Zaman’ın kadersizliği.
Hayat, bu üç bilinmeyeni birbirine denk kılarak örmeye başlar o şeffaf ağını. Bedenlerin özünü oluşturan yapı taşları birbirinin aynısı olsa dahi ömrün dokusunu çizen bu ağın her deseni eşsizdir, tekrarsızdır, biriciktir. Kimi noktalarda ağın iplikleri yakınlaşır, dokunur, kesişir; kimi noktada birbirine katışır, düğüm olur, bütünleşir. Ama ansızın, ama sezdirmeden, ama görünmeden ve şeffaflığını her daim koruyarak. Tasavvuru da tahayyülü kadar zor olan bu doku içinde insan, gözünün izini, erişebildiği her noktaya bırakır.

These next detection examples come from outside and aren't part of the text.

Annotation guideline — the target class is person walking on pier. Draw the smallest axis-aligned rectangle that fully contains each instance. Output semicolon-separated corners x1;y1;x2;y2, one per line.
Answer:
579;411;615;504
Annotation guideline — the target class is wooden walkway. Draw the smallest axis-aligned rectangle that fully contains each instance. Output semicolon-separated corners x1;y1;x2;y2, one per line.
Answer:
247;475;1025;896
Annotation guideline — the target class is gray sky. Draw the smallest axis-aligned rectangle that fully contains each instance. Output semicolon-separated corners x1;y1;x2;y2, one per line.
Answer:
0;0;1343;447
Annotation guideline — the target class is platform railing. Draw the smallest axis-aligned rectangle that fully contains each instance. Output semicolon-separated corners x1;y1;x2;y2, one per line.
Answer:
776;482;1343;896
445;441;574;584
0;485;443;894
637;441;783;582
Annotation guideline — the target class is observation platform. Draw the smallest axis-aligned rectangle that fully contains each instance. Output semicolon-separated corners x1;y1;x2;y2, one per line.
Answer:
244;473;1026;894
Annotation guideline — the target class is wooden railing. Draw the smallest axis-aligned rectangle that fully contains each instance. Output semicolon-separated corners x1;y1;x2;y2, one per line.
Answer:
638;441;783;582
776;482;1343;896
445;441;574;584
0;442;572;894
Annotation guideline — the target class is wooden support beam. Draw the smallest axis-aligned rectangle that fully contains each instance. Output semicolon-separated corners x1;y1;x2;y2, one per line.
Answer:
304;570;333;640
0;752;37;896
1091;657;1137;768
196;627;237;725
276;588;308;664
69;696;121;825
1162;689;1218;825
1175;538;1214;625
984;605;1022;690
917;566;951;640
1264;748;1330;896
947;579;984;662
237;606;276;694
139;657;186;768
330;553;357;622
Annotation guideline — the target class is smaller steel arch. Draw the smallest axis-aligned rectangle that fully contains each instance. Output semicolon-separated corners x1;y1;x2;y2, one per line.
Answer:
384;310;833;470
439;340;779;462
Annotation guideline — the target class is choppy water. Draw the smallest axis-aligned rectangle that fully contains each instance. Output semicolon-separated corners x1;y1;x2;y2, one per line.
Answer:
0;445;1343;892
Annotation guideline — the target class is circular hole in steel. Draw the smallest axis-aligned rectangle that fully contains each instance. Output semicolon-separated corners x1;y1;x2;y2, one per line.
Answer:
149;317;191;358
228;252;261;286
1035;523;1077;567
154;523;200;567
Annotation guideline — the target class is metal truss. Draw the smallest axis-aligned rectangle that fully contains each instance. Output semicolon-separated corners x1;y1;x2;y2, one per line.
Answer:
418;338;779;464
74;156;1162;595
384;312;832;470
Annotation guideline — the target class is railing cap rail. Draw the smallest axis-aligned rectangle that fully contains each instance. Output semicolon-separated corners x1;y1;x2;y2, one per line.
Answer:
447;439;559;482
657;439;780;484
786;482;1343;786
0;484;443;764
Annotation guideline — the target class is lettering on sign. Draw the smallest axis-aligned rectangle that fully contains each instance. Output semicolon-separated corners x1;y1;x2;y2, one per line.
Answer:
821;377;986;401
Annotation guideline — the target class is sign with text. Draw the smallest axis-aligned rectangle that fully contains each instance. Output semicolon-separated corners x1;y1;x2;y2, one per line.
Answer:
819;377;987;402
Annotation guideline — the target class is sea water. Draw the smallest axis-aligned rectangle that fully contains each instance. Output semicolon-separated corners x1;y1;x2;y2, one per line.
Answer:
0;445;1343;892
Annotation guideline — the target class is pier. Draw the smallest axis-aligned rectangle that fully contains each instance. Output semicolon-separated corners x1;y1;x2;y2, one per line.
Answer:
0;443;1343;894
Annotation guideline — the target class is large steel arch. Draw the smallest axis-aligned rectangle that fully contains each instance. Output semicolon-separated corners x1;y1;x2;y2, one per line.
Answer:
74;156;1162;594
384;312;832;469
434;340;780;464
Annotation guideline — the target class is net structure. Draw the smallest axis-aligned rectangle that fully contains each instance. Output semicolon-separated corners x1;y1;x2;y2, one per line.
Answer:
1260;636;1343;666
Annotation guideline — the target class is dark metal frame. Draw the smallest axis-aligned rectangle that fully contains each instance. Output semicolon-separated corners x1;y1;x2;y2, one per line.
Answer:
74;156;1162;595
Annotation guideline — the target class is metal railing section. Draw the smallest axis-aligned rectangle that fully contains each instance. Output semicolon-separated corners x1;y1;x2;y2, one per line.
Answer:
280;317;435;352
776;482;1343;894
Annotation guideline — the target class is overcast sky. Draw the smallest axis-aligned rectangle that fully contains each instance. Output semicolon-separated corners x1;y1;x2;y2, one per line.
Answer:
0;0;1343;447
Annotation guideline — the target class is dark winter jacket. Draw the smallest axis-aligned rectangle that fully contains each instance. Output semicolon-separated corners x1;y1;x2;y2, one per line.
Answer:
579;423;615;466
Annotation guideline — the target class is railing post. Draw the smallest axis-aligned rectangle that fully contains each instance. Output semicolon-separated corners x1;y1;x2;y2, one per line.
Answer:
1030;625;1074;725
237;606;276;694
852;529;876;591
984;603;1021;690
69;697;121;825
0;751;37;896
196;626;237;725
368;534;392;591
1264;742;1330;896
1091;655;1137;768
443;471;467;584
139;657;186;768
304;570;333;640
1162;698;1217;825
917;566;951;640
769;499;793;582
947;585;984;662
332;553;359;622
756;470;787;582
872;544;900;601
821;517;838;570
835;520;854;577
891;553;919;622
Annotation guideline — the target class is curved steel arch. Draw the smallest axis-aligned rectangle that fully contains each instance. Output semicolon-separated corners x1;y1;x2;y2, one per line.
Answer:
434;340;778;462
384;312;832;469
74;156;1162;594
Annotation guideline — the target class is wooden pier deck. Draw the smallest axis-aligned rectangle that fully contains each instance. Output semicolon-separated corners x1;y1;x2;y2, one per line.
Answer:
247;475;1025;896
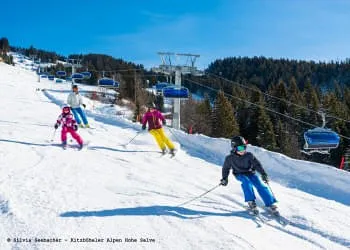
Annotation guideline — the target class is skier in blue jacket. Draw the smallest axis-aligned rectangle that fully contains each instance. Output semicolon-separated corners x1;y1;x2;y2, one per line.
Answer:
220;136;278;213
67;84;90;128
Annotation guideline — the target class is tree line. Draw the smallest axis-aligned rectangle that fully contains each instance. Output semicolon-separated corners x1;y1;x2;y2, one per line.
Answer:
182;57;350;169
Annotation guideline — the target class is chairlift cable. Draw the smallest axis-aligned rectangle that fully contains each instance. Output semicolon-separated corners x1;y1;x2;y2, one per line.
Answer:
208;73;350;123
185;78;350;140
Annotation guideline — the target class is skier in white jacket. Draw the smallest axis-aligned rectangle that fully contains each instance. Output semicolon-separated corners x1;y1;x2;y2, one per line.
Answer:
67;85;90;128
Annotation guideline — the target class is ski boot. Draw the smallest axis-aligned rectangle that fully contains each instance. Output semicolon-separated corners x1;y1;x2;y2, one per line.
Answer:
248;201;259;215
169;148;175;157
267;204;280;216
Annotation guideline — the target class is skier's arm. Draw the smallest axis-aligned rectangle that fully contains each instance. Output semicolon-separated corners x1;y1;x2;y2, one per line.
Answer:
79;94;85;105
55;115;62;128
67;94;72;106
251;154;266;175
222;156;231;180
158;111;166;124
142;113;147;126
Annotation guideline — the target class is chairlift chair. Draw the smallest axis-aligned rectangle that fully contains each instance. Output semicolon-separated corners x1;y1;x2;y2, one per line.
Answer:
56;70;67;77
98;77;119;88
163;86;189;99
71;73;84;79
304;128;340;154
81;71;91;79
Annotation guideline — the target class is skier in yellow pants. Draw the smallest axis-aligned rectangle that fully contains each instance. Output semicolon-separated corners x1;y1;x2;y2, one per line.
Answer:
142;103;175;155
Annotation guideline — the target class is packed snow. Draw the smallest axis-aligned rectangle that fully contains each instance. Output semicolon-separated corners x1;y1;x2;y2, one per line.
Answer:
0;63;350;250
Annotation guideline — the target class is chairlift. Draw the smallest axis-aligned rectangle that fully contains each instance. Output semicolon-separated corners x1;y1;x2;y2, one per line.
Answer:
98;77;119;88
56;70;67;77
156;82;170;93
80;71;91;79
71;73;84;79
304;113;340;154
163;86;189;99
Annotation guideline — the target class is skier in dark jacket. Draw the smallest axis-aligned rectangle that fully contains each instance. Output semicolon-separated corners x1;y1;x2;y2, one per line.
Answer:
220;136;277;212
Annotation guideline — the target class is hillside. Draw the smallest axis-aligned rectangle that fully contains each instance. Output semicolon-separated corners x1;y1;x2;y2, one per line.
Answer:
0;63;350;250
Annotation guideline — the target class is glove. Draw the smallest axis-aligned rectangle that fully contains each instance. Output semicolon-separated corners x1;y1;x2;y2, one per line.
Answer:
220;179;228;186
261;173;269;184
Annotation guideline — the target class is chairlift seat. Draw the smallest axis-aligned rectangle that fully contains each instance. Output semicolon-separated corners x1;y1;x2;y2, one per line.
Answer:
98;77;119;88
56;70;67;77
163;86;189;99
304;128;340;150
72;73;84;79
81;71;91;79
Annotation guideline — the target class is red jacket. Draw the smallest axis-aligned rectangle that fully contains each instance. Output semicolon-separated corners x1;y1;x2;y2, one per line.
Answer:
142;110;165;130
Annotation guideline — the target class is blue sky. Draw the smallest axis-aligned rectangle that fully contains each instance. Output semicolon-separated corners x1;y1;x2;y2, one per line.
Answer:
0;0;350;68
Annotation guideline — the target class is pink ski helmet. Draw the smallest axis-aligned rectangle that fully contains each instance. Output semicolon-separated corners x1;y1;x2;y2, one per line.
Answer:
62;106;70;114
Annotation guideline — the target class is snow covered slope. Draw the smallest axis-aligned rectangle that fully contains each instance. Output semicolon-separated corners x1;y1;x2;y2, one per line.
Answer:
0;61;350;250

Böylelikle birbirinden habersiz yaşayan sokak aralarını, o araların kuytularında kalan çatlakları, merdiven boşluklarını, kırık pencereleri birbirine bağlar.

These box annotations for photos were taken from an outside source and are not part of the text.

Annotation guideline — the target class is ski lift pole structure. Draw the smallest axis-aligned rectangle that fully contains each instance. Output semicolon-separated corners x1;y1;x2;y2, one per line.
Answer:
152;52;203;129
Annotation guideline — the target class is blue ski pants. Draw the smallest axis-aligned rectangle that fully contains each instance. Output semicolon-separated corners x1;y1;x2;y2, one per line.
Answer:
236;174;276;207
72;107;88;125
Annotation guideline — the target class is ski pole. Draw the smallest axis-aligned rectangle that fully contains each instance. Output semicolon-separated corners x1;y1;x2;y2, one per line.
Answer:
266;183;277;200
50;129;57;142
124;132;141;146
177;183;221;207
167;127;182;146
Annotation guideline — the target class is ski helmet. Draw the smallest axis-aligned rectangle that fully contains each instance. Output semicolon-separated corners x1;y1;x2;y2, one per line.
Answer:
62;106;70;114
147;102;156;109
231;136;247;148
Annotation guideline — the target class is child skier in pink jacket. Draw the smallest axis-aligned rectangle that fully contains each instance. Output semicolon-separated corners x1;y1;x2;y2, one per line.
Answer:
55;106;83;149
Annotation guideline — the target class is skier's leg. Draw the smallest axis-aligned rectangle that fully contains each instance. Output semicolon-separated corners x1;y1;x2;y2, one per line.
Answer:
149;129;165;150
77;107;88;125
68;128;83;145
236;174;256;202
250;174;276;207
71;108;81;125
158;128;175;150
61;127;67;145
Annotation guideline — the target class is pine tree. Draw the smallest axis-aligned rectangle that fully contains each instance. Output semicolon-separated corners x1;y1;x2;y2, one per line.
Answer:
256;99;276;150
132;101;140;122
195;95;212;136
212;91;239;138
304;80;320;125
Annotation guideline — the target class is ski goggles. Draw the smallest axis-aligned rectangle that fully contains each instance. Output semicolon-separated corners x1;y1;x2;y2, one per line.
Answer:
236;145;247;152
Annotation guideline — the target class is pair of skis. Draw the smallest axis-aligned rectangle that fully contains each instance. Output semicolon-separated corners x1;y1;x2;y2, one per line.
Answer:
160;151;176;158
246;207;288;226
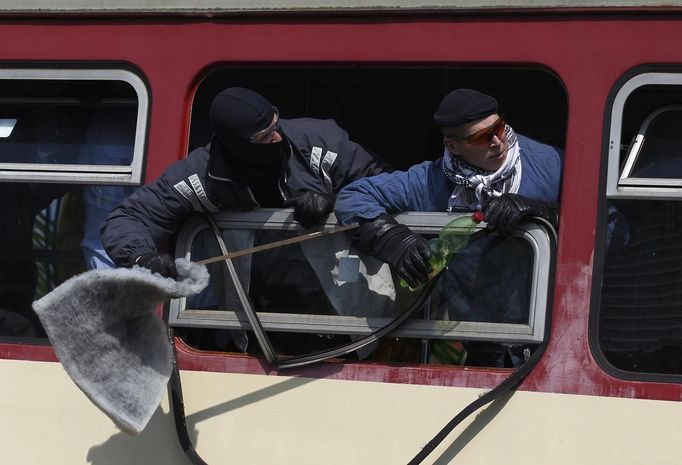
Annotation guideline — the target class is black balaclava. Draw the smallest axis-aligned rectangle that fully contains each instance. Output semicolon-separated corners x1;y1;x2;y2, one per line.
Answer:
209;87;285;180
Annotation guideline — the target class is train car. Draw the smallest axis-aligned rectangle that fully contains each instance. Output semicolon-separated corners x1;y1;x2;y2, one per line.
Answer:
0;0;682;465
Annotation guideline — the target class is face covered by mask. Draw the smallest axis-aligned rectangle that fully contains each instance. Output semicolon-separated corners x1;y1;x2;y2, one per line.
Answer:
209;87;285;179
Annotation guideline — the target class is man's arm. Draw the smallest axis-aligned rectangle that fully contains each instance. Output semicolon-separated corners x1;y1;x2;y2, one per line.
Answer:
102;154;205;267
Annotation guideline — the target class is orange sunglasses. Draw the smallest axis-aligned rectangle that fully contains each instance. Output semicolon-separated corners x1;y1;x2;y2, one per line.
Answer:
454;118;505;145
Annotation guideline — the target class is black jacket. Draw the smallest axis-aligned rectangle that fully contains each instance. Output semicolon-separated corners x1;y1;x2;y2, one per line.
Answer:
102;118;387;266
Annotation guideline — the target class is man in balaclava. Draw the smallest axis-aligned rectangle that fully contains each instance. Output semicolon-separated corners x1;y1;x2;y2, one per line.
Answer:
102;87;386;277
335;89;562;366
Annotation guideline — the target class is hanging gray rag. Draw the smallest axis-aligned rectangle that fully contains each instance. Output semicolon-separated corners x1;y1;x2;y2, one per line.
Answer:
33;258;209;435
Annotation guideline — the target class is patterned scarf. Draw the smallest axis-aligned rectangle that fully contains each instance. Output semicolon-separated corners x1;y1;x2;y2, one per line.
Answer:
443;125;521;212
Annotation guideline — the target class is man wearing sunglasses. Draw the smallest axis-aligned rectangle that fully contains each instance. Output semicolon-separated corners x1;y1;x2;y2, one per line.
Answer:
102;87;386;277
336;89;562;287
335;89;562;365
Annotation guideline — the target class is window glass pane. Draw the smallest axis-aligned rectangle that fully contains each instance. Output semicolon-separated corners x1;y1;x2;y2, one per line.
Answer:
0;79;138;166
0;70;146;337
178;221;548;366
632;110;682;178
599;200;682;374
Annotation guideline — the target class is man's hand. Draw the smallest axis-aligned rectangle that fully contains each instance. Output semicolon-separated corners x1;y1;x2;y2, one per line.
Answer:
284;191;336;229
484;194;559;236
358;215;432;288
135;253;178;280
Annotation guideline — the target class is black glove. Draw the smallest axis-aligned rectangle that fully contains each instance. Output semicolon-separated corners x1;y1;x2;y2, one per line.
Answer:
357;215;431;288
135;253;178;280
483;194;559;236
284;191;336;229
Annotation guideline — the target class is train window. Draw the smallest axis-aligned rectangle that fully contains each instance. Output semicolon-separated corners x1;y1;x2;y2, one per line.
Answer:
593;72;682;378
170;209;553;365
0;69;148;185
0;69;148;338
170;65;567;366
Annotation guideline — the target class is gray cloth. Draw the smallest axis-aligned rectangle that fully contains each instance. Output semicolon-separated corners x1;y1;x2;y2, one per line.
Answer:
33;259;209;435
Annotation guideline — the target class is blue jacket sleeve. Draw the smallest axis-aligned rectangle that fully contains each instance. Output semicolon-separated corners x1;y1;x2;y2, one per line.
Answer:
102;153;203;267
335;162;440;224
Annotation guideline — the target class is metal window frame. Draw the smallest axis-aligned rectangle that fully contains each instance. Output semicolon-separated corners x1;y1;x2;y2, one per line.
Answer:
606;72;682;200
0;68;149;185
169;209;554;343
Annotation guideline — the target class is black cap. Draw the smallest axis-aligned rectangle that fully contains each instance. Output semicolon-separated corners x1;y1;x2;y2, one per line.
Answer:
433;89;497;128
208;87;275;143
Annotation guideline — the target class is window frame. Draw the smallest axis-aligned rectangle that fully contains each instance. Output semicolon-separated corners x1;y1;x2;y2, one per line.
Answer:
606;72;682;200
168;208;555;344
588;64;682;384
0;67;150;185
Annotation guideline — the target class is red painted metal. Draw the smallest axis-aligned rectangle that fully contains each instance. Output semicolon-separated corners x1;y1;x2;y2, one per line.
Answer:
0;13;682;400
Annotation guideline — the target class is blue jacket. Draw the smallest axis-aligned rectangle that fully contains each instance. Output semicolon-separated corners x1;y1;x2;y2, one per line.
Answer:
102;118;385;266
335;135;562;224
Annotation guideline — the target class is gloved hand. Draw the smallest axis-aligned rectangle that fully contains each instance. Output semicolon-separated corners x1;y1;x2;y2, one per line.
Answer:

Böylelikle nazarının dokunduğu her ânı heybesinde biriktirerek insanlık tarihiyle başlayan ve yine insanın tarihe yegâne mirası olan uzun soluklu öykünün bir parçası hâline getirir.

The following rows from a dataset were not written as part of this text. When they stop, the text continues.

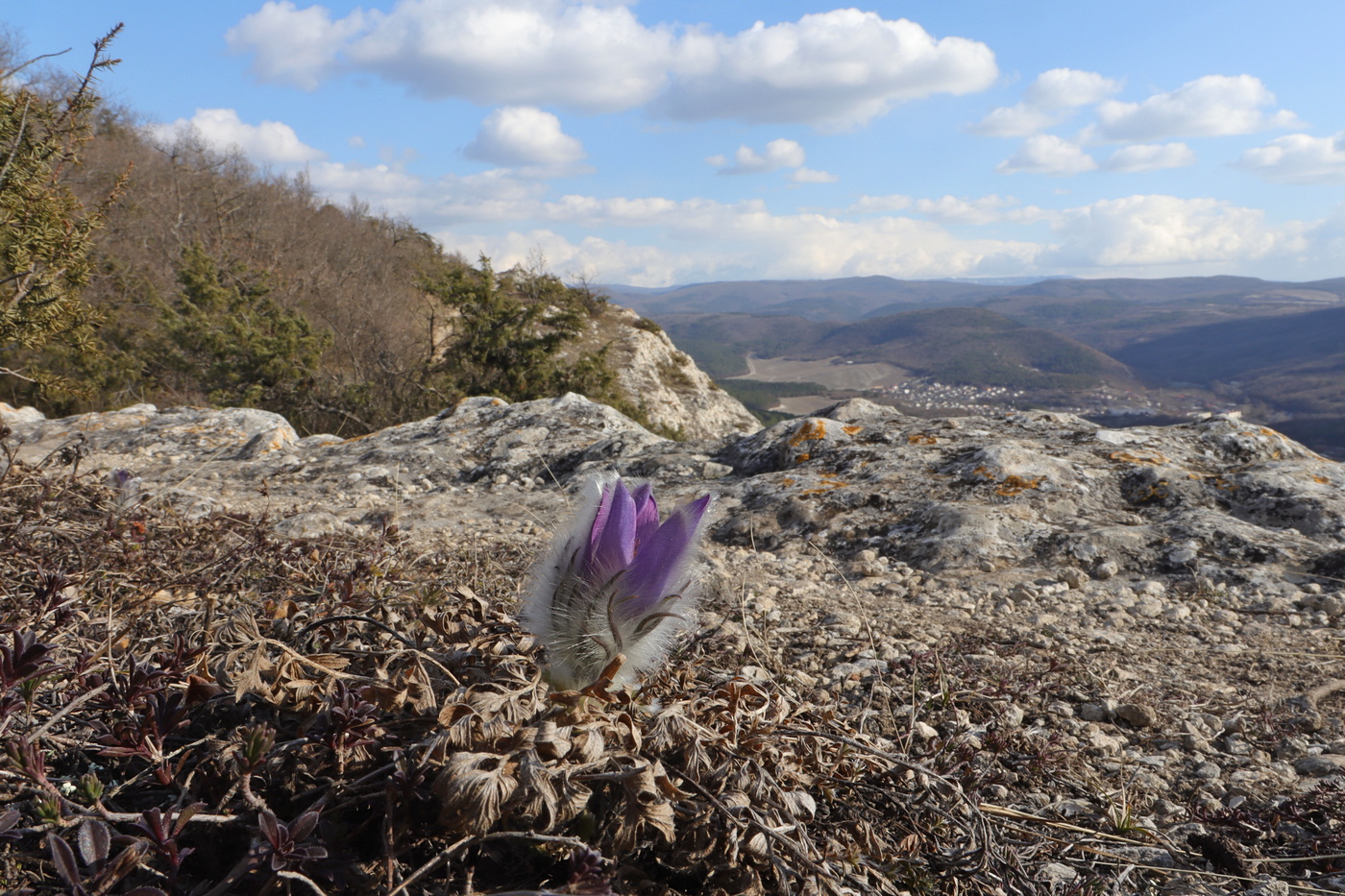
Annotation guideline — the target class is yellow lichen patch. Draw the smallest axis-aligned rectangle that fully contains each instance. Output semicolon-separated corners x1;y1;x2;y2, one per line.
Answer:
1107;450;1169;467
790;417;827;447
995;475;1046;497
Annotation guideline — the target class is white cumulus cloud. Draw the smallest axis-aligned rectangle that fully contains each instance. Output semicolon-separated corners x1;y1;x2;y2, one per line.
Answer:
995;133;1097;178
971;68;1122;137
706;137;807;175
1042;195;1304;268
463;107;584;167
912;194;1049;225
151;109;327;164
1235;131;1345;183
1102;142;1196;174
1023;68;1122;109
225;0;364;90
228;0;998;127
436;197;1041;286
656;10;998;127
1088;74;1298;141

Ve böylelikle zamanın uçsuz bucaksızlığına dağılmış an parçaları, birer “anlam” yükünü sırtlanarak kader ağının taşlarını yerine oturtur.
İnsan, hem baş seyircisidir tüm bu sonsuz ve devingen ihtimaller zincirinin, hem de ona bizzat bağlı olduğu bir başrol oyuncusudur. Zaman çarkının ne yöne döndüğünü tayin etmeye çalışadursun zihin, çark hareket ettikçe bu zincirin ucunda kendi bacağından asılır, asılır gider insan.
Müdahale etmek mümkün, hissetmek kolay; ancak bir avuca sığdırıp hükmetmek olanaksızdır bu portreye. Yine de insan kendi eliyle bir benzerini inşa etmiştir demir ağları yere serip; aynı güzergâhta birbirine dokunmanın olanaksızlığını, farklı hatların çizeceği ufukların belirsizliğini ve bir noktadan sonsuzluğa uzanan bu ufukların kadersizliğini en güzel tren yolları anlatır. Tıpkı Amerikalı yönetmen Bobby Garabeidan’ın, 2003 yapımlı kısa filmi Most’ta anlattığı gibi.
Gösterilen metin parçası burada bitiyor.